In questo contesto, il self deplatforming non è un vero ritorno al passato, ma un’evoluzione consapevole che trova nel passato una nuova biforcazione: un modo per valorizzare nuovamente la qualità del discorso invece della quantità delle interazioni.
Scegliere di uscire dai social media è una presa di posizione chiara contro un sistema che premia la superficialità e la polarizzazione; significa riappropriarsi del proprio tempo, della propria attenzione e del proprio spazio comunicativo; non è una fuga, ma una riorganizzazione strategica della propria presenza online, per renderla più autonoma, efficace e sostenibile.
Inoltre, questa scelta ha conseguenze che vanno oltre l’individuo: se un numero crescente di utenti decide di abbandonare i social, si interrompe il flusso di attenzione che alimenta le dinamiche tossiche e si depotenzia il modello economico su cui queste piattaforme si basano (la permanenza degli utenti e la impressionante mole di dati che questi producono anche con la sola presenza). Il rischio (economico) per i social non è tanto la critica, quanto l’irrilevanza: più persone si disconnettono, meno il sistema ha valore.
Il self deplatforming non è quindi solo una scelta personale, ma un atto politico e sociale per ridefinire il rapporto con la tecnologia e l’informazione. In un’epoca in cui la comunicazione è sempre più frammentata e mediata da algoritmi opachi, tornare a controllare i propri contenuti è un atto di libertà.

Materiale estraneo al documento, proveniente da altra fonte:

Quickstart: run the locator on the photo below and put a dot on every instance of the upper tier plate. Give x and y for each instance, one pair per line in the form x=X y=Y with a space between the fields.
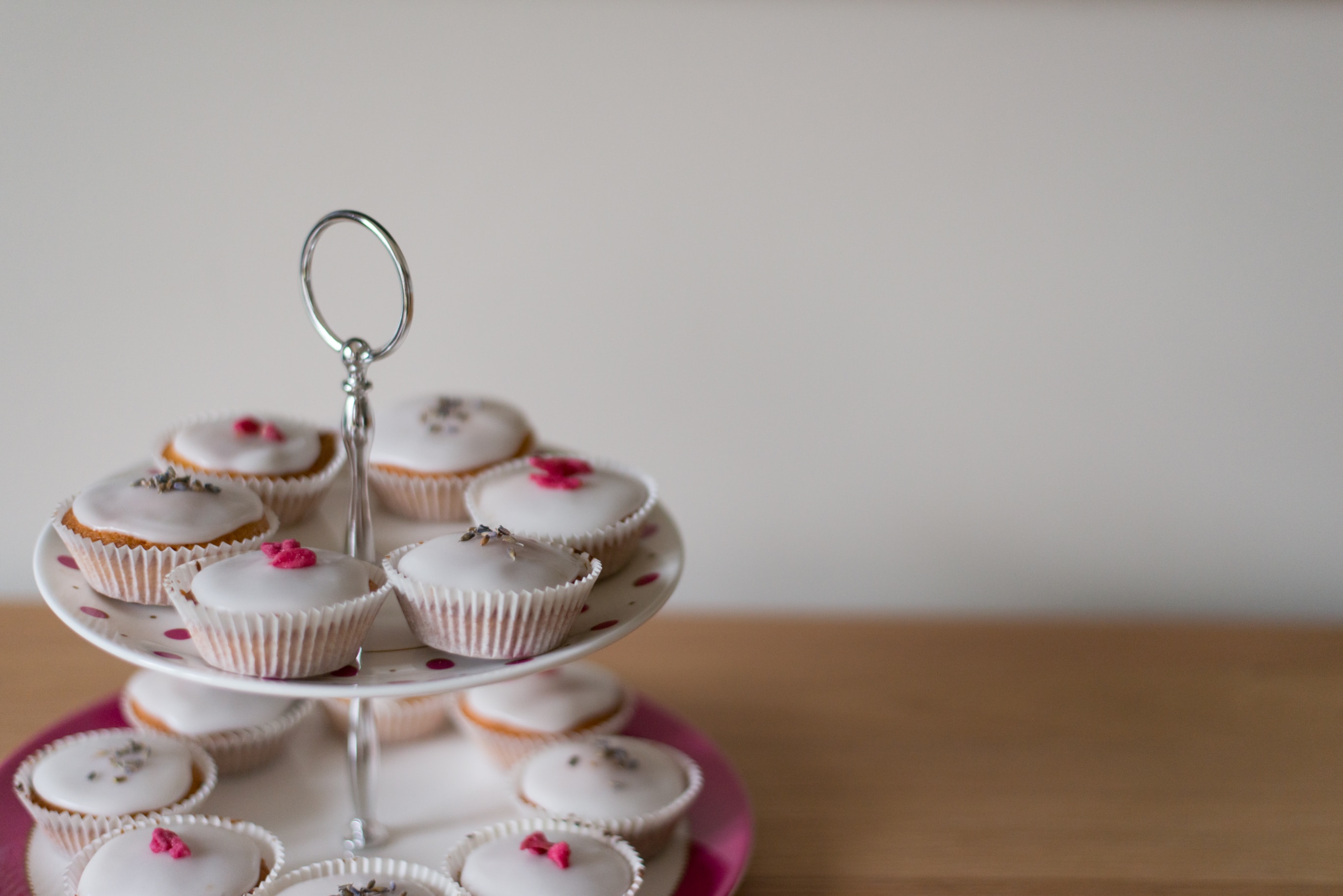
x=393 y=663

Lasciare i social non significa smettere di comunicare, ma farlo in modo più consapevole, scegliendo spazi in cui la qualità della discussione conta più della quantità di interazioni. È tempo di abbandonare le piattaforme che trasformano il dibattito in un’arena infuocata di sterili conflitti artificiali e riscoprire forme di espressione più autentiche e costruttive.